Alice de Hainaut, comtesse de Norfolk (? - 26 octobre 1317), est la fille de Jean Ier de Hainaut et de Philippa de Luxembourg. Elle est la seconde épouse de Roger Bigot, comte-maréchal.

BiographieModifier

Alice de Hainaut est la fille de Jean Ier de Hainaut, comte de Hainaut, de Hollande et de Zélande, seigneur de Frise, et de Philippa, fille d'Henri V de Luxembourg et de Marguerite de Bar[1],[2]. Son père a hérité du comté de Hollande lorsque son cousin, Jean Ier de Hollande, meurt sans descendance en 1299 à l'âge de quinze ans[3].

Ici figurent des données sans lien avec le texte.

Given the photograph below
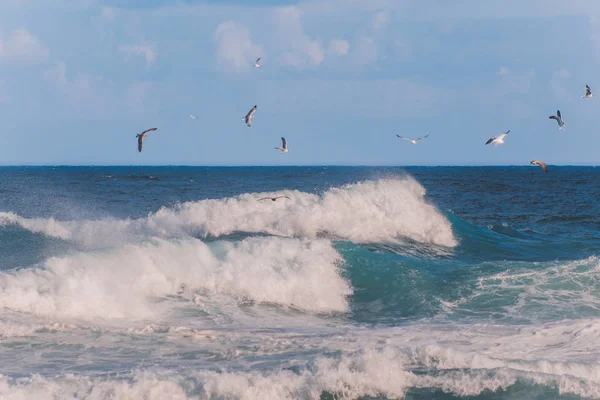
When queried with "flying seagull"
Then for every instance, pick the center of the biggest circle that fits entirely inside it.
(413, 141)
(273, 198)
(142, 136)
(498, 139)
(541, 164)
(559, 120)
(283, 148)
(248, 118)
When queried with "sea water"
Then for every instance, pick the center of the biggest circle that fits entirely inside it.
(386, 283)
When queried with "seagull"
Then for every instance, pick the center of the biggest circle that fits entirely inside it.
(283, 148)
(273, 198)
(559, 120)
(248, 118)
(142, 136)
(541, 164)
(498, 139)
(588, 93)
(413, 141)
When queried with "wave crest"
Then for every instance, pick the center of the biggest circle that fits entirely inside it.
(364, 212)
(125, 283)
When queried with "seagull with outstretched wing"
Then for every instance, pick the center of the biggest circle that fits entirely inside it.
(248, 118)
(559, 120)
(413, 141)
(283, 148)
(497, 139)
(142, 136)
(273, 198)
(541, 164)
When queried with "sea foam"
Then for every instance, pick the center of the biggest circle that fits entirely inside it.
(370, 211)
(125, 282)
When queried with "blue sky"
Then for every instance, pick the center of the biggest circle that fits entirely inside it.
(341, 78)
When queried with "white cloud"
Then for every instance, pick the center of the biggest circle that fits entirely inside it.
(380, 20)
(21, 47)
(366, 51)
(108, 13)
(234, 46)
(299, 49)
(338, 47)
(143, 50)
(85, 93)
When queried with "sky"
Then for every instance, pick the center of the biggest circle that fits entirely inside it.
(340, 79)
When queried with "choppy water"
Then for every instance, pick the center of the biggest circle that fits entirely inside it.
(417, 283)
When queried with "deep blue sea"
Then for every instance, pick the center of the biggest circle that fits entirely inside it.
(367, 283)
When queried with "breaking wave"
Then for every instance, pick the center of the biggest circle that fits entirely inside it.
(128, 282)
(364, 212)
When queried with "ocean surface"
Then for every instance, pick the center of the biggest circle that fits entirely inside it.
(367, 283)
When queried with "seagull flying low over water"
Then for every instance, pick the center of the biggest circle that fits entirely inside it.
(413, 141)
(559, 120)
(283, 148)
(498, 139)
(541, 164)
(248, 118)
(142, 136)
(273, 198)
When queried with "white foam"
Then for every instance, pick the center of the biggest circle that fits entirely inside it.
(123, 283)
(370, 211)
(546, 292)
(368, 372)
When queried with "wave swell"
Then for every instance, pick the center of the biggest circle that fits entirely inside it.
(364, 212)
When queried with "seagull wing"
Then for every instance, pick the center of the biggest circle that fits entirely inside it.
(541, 164)
(148, 130)
(248, 116)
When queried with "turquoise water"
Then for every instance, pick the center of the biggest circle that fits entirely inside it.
(416, 283)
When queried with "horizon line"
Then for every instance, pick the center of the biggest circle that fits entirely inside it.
(284, 166)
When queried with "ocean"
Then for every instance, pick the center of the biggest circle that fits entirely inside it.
(367, 283)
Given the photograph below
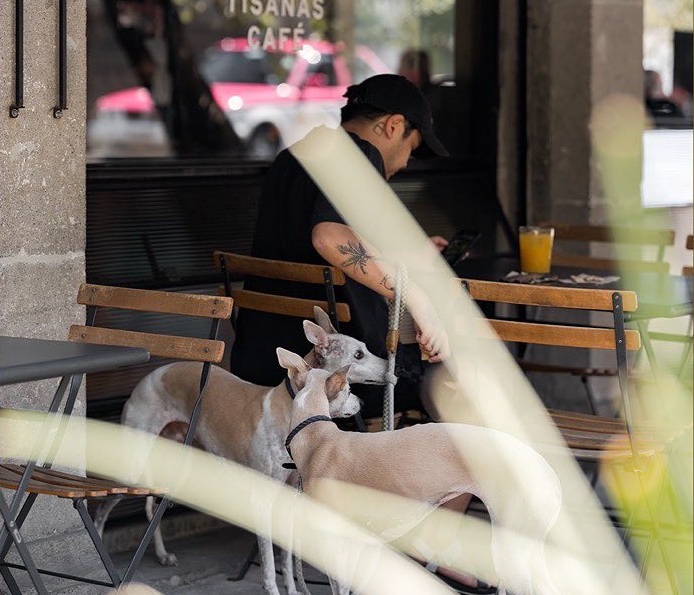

Alice de Hainaut a plusieurs frères, dont l'un, Guillaume Ier de Hainaut, est le père de la femme d'Édouard III, Philippa de Hainaut. Un autre de ses frères est Jean de Beaumont qui joue un rôle dans l'invasion de l'Angleterre en 1326 par Isabelle de France et Roger Mortimer. Un troisième frère, également nommé Jean, était promis à Blanche de France, fille de Philippe III de France, mais il est tué en 1302 à la bataille de Courtrai[3]. Elle a pour sœur Marie, duchesse de Bourbon.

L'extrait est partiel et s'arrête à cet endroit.